Clock helps you with this

Example 1 — Measuring elapsed time without wall clock drift

const start = clock.now();
await clock.sleep(ms(500));
const end = clock.now();

const elapsed = end.monoMs - start.monoMs; // immune to NTP/DST jumps

Example 2 — Simulating an NTP correction in tests

const deadline = { wallMs: clock.now().wallMs + 5_000 };
const wait = clock.deadline(deadline);

clock.jumpWallTime(clock.now().wallMs - 10_000);
clock.advanceBy(ms(5_000));
await wait; // emits time:deadline:err

Example 3 — Deterministic intervals in tests

const ticks: number[] = [];
clock.interval(ms(100), () => ticks.push(clock.now().monoMs));
clock.advanceBy(ms(350));
// ticks: [100, 200, 300]

Example 4 — Observing missed deadlines in production

const clock = createSystemClock({ emit: console.log });
await clock.deadline({ wallMs: Date.now() + 1000 });
// See drift and event logs

Clock does NOT help you with this

Example 1 — Time zone conversions

// Not Clock's job:
new Date().toLocaleString("en-US", { timeZone: "America/New_York" });

Example 2 — Calculating calendar days between two dates

// Not Clock's job — DST-aware day math needs a date library
const days = differenceInDays(dateA, dateB);

Example 3 — Parsing or formatting dates

// Not Clock's job:
format(new Date(), "yyyy-MM-dd");

Example 4 — Retrospective math on arbitrary timestamps

// If you only have two Date objects from the past:
const delta = dateB.getTime() - dateA.getTime(); // wall time only

Why not just use Jest’s fake timers?

Jest’s fake timers replace the native timer functions with a mocked scheduler so you can skip waits. They cannot:

• Distinguish between wall time and monotonic time.
• Model real-world anomalies like NTP jumps, leap seconds, or DST shifts.
• Advance one clock while keeping another steady.
• Simulate time moving backwards.
• Emit structured events for observability in production.

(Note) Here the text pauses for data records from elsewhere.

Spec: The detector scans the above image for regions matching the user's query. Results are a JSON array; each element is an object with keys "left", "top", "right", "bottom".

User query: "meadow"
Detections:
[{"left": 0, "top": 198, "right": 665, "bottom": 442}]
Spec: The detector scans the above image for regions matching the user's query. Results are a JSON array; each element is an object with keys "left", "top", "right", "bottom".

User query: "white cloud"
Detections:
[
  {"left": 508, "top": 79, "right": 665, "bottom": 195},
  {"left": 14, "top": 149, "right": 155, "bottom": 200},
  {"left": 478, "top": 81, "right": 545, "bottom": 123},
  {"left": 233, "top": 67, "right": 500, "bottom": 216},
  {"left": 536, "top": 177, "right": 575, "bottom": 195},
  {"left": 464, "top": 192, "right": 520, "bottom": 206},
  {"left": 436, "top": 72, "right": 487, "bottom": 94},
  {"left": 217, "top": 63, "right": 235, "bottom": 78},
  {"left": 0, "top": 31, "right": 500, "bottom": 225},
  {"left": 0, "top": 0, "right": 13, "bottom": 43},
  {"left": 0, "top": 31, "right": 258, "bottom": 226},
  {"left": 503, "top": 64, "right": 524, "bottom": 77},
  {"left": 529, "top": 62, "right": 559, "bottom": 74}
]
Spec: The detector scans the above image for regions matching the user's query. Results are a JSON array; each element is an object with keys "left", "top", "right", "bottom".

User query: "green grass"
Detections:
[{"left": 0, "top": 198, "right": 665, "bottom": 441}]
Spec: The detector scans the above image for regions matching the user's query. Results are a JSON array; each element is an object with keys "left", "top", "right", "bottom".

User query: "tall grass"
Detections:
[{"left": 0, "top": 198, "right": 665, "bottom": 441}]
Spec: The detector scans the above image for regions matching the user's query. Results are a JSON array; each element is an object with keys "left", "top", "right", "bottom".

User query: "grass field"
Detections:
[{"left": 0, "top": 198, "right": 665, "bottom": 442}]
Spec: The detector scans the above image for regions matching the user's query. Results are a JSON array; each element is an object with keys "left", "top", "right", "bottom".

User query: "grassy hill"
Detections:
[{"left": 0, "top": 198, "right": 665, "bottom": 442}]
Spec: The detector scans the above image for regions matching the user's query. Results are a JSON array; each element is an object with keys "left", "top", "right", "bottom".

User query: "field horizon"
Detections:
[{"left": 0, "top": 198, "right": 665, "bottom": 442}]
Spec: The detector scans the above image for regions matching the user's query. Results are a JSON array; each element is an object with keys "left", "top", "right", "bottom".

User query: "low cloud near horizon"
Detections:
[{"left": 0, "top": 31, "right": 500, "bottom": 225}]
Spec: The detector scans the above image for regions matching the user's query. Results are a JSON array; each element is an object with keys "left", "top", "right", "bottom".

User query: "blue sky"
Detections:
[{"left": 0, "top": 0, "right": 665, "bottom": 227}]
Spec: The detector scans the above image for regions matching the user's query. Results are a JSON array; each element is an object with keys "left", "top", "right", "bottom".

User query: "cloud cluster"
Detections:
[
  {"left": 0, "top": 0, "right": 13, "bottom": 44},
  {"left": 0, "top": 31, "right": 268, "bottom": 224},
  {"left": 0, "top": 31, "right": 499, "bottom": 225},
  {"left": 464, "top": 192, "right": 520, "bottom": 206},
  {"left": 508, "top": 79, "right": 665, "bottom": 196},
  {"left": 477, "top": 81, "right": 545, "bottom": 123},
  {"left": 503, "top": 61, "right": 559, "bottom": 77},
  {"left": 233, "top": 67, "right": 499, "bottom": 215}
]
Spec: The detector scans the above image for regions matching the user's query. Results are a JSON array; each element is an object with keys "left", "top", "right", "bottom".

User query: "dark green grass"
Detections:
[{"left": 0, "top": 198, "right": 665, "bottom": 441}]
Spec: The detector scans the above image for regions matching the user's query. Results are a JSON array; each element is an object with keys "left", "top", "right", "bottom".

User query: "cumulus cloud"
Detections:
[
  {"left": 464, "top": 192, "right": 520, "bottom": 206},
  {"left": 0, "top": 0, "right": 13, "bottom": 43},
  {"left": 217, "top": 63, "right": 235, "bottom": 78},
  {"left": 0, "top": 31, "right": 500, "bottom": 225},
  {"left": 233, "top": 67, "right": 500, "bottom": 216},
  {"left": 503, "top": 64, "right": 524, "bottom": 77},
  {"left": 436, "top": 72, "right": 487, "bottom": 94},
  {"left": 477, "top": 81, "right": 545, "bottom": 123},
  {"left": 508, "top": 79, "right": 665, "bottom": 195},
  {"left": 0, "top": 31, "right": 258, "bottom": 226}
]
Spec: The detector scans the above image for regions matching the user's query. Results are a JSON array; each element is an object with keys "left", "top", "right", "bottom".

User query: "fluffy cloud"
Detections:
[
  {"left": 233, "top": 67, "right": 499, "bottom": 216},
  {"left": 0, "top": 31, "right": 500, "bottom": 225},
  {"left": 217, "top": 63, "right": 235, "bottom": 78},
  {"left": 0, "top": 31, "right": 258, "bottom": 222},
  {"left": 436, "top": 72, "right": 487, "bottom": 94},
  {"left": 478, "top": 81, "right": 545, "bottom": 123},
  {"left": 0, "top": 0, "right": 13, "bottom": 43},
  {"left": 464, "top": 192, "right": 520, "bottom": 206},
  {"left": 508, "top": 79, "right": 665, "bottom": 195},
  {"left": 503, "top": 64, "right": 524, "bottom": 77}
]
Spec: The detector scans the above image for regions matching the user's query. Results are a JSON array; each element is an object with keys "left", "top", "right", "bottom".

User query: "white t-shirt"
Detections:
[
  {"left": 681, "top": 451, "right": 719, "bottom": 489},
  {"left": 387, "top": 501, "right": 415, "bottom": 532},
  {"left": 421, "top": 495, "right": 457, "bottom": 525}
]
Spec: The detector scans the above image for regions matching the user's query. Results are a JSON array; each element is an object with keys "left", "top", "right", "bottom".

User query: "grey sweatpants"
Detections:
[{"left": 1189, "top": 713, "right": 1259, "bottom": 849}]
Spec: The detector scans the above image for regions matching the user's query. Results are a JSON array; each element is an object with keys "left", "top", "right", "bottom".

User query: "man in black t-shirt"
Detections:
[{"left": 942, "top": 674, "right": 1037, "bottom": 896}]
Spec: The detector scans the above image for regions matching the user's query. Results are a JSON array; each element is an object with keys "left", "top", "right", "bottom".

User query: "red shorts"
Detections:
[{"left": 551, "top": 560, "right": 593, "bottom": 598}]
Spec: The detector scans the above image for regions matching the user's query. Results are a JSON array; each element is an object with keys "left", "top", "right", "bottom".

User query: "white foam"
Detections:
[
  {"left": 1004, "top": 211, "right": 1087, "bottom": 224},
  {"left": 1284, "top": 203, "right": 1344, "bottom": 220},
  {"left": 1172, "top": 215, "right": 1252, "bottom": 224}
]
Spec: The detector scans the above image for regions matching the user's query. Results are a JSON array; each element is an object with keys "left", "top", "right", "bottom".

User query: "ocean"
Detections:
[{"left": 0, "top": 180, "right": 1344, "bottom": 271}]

If you use only Jest’s timers, you can verify “it fires after X milliseconds” in a perfect, isolated world. The moment you need to know how your code reacts when the system clock changes mid-flight, you are out of luck.

Even if tests are all you care about, ControlledClock helps prevent flakiness by:

• Simulating wall time jumps without affecting monotonic progression.
• Preserving deterministic interval cadence under catch-up.
• Allowing independent control over deadlines and elapsed time.
• Matching production semantics exactly, so your tests are not lying to you.

What this is not

Clock is not a date manipulation library. It does not parse, format, or do arithmetic on calendar dates. It is not a time zone converter. It does not replace libraries like date-fns, Luxon, or Moment.

Clock is focused on representing “now” in two forms — wall time and monotonic time — and giving you precise control and observability over how that “now” changes in real systems and tests.

If you want to know what time it is in Tokyo next Friday, use a date library. If you want to know exactly when “now” changes and how your code behaves when it does, use Clock.

Installation

npm install @phyxius/clock

What you get

• Time you can reason about: wall time for scheduling and monotonic time for measuring.
• Time you can test: jump to any moment instantly, simulate anomalies, and verify behavior.
• Time that works in production: structured events for clear observability of timer behavior and drift.

Clock does not fix time. It gives you two different references to make the use very explicit, while also enabling truly deterministic testing. Everything else builds on that foundation.